Terms & conditions of salenina&lola is copyright and owned by Nina May, sole trader. Sections and images of this website may only be reproduced with permission by me.
Our mailing address is: nina&lola PO Box 58233 London N1 3UZ United Kingdom Tel.: (+44) (0) 207 704 2912 Terms & conditions of saleBefore you can place an order, you are required to tick a box agreeing to these terms & conditions.
1. Interpretation In these Terms and Conditions ( Terms ), the following words and phrases shall have the following meanings: “the Buyer” means the person, firm or company who purchases the Goods from the Company: “the Company” means nina&lola.; “Contract” means the contract between the Company and the Buyer which shall be deemed to incorporate these Terms; “Goods” means any goods agreed in the Contract to be supplied by the Company to the Buyer; “Place of Delivery” means the place to which the Goods are to be delivered. In these Terms, reference to any statute or statutory provision shall be construed as a reference to such statute or statutory provision as amended, modified, re-enacted or replaced from time-to-time.
2. The Contract The Contract shall be on these Terms to the exclusion of all other terms and conditions, including any such terms and conditions that are purported to be included or applied by the Buyer. No terms and conditions contained in the confirmation of order, purchase order or other document of the Buyer will form part of the Contract.
3. Delivery Unless otherwise agreed in writing, the Place of Delivery shall be specified by the Buyer upon ordering. The Company uses either Royal Mail or DHL Express for delivery, as agreed with the Buyer. A signature is required upon delivery. Any dates specified by the Company for delivery of the Goods are intended to be an estimate only. If no date is specified for delivery of the Goods, delivery shall be within a reasonable time. Subject to the other provisions of these Terms, the Company shall not be liable for any loss, whether direct or consequential, economic or loss of profits or otherwise, arising directly or indirectly out of any delay in the delivery of the Goods nor will any delay entitle the Buyer to terminate or rescind the Contract unless the delay exceeds 60 days.

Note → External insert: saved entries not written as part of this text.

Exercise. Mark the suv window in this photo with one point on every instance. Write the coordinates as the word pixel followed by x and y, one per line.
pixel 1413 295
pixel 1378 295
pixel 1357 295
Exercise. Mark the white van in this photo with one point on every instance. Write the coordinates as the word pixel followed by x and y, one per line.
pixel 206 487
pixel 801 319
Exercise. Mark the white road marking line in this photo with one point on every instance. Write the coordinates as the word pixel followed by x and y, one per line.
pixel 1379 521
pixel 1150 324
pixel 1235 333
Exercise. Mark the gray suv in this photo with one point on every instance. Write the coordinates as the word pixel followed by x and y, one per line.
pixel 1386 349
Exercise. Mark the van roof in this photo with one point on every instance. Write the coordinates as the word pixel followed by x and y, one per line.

4. Risk in, Ownership, and Return of the Goods Risk in the Goods shall pass to the Buyer on delivery. If the Buyer chooses to return the Goods, risk passes back to the Company upon confirmation of return delivery. The Company is not liable for items lost in return transit. Ownership in the Goods shall not pass to the Buyer until the Company has received in full in cleared funds all sums due to the Company in respect of the Goods and all other sums which are or may become due to the Company from the Buyer on any account. Until ownership of the Goods has passed to the Buyer or if the Buyer wishes to return the Goods, the Buyer shall: hold the Goods on a fiduciary basis as the Company’s bailee; not destroy or deface any identifying mark on the Goods or their packaging; maintain the Goods in satisfactory condition; leave the identifying tags intact and attached to the Goods.
5. Price The price for the Goods shall, unless otherwise agreed, be the price set out on the date of delivery in the Company’s price list. The price for the Goods shall be exclusive of all costs of carriage and insurance and applicable VAT which the Buyer shall pay in addition. The Buyer shall pay such deposit as the Company shall direct. The currency is pound sterling. Prices shown in other currencies are subject to local exchange rate, which may vary.
6. Payment Subject to paragraph 5, payment of the price of the Goods shall be upon order. Payment shall not be deemed to have taken place until the receipt by the Company of cleared funds.
7. Warranties The Company warrants that the Goods are of satisfactory quality. If the Buyer wishes to make a claim under this warranty, the Buyer shall give written notice to the Company within 30 days of the discovery of the defect and give the Company a reasonable opportunity to inspect the Goods in question. The Company shall not be liable for any breach of warranty if the Buyer makes any further use of the Goods after giving such notice or alters or repairs the Goods without the agreement of the Company. The Company’s liability under the warranty shall be limited to repairing or replacing the Goods in question or refunding the price of such Goods.
8. Limitation of Liability The Company’s liability in contract, tort or otherwise arising out of the subject matter of the Contract shall not exceed the value of the Goods or the period of three months after Goods received by the Buyer. The Company shall under no circumstances be liable to the Buyer for any consequential, indirect or economic loss or damages.
9. Force Majeure If either party is subject to an event of Force Majeure, that is circumstances outside its reasonable control, including but not limited to war, fire, industrial disputes or civil commotion, it shall notify the other and the first party’s obligations under these Terms shall be suspended until it notifies the other party of the end of such event of Force Majeure.
10. General If any part of these Terms is found to be void or unenforceable by any Court of competent jurisdiction, such part shall be severed from these Terms which will otherwise remain in full force and effect.
These Terms shall be governed by and interpreted according to English Law and the parties submit to the exclusive jurisdiction of the English Courts.